Este mundo en proceso de crecimiento, conmocionado por la amenaza de la
Revolución francesa, fue asaltado,
con la colaboración de los gobiernos,
por los estamentos dominantes de terratenientes y grandes comerciantes, con la
voluntad de adueñarse de los beneficios y, al mismo tiempo, impedir que se
constituyese una fuerza política alternativa que les disputase la hegemonía.
(“Capitalismo y Democracia” Josep Fontana. Ed.

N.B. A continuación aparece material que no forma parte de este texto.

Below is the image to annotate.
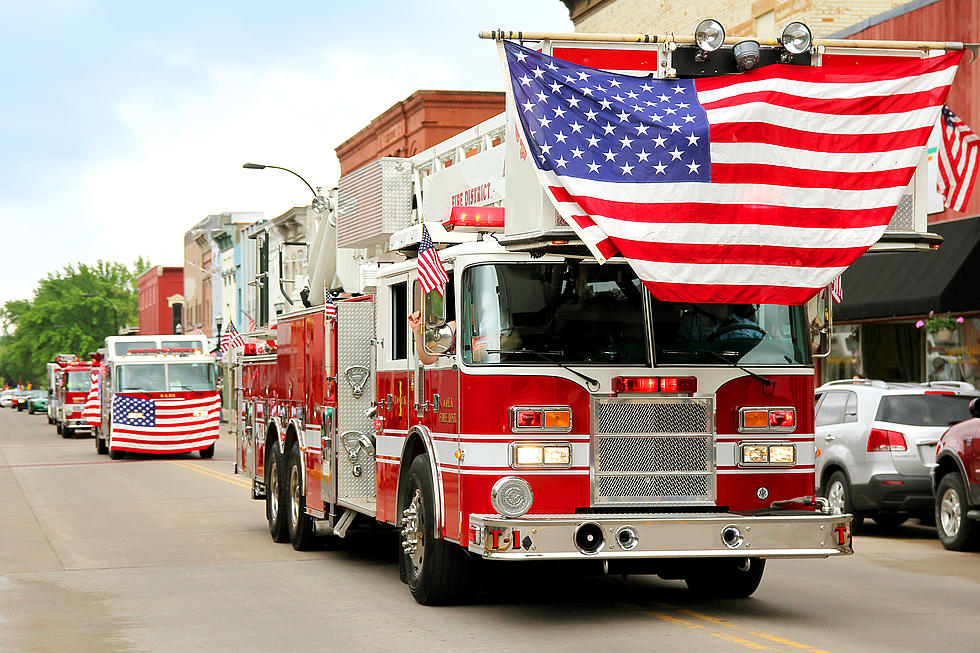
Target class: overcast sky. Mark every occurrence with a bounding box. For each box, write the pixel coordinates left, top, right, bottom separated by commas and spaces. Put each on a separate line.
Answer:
0, 1, 572, 308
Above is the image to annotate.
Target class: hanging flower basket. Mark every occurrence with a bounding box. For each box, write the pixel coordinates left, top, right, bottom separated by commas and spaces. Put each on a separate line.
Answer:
916, 311, 964, 339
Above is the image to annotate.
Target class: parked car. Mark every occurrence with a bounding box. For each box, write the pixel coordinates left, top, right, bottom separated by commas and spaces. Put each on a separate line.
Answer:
27, 390, 48, 415
815, 380, 979, 531
14, 392, 32, 411
932, 397, 980, 550
0, 390, 17, 408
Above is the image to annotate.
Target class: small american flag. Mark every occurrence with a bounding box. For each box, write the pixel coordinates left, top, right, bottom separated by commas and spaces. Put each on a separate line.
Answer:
830, 275, 843, 304
325, 290, 337, 318
220, 321, 247, 352
938, 105, 978, 212
500, 40, 962, 304
417, 224, 449, 296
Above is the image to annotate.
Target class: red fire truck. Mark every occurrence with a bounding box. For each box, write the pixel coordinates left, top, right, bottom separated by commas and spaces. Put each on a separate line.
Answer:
46, 353, 77, 425
54, 357, 94, 438
234, 26, 967, 604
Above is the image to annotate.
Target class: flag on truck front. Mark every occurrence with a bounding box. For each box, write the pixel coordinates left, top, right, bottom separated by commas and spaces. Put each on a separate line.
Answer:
500, 41, 962, 304
220, 321, 246, 352
83, 367, 100, 428
938, 105, 979, 212
417, 224, 449, 295
110, 393, 220, 453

Crítica)
Sintetizando mucho, la Historia,
al menos desde los últimos 250 años, ha sido una lucha, no ya por conseguir las
materias cuyo “valor de uso” era suficiente para satisfacer nuestras
necesidades más primarias, sino que, desde el momento en que aquéllas ya no
fueron suficiente, hubo que inventar
otras, e insuflarles a las dos un “valor de cambio” que las convierte en
“mercancías”. A partir de entonces, la anterior “lucha natural” por la
supervivencia se convierte en una lucha por el poder, convertido éste en la
herramienta más “idónea”, no ya para la consecución del abastecimiento
producido por el trabajo propio y el conseguido, en su trueque, con el excedente
de los demás, sino para vencer la resistencia que éstos pudieran oponer a que
le enajenen los propios excedentes en un comercio injusto y desequilibrado o,
simplemente, se los expropien por la fuerza. El descubrimiento por el
capitalismo de ese “valor de cambio” convierte a todo elemento de consumo en
una fuente de riqueza, que, con la ayuda de nuevas tecnologías, puede
multiplicar al infinito. Todo, pues, para el capitalista se convierte en
mercancía. Hasta la fuerza de trabajo que la produce se vuelve una mercancía
más, de la que el capitalista quiere apropiarse a sabiendas de que en su
explotación está la fuente de riqueza.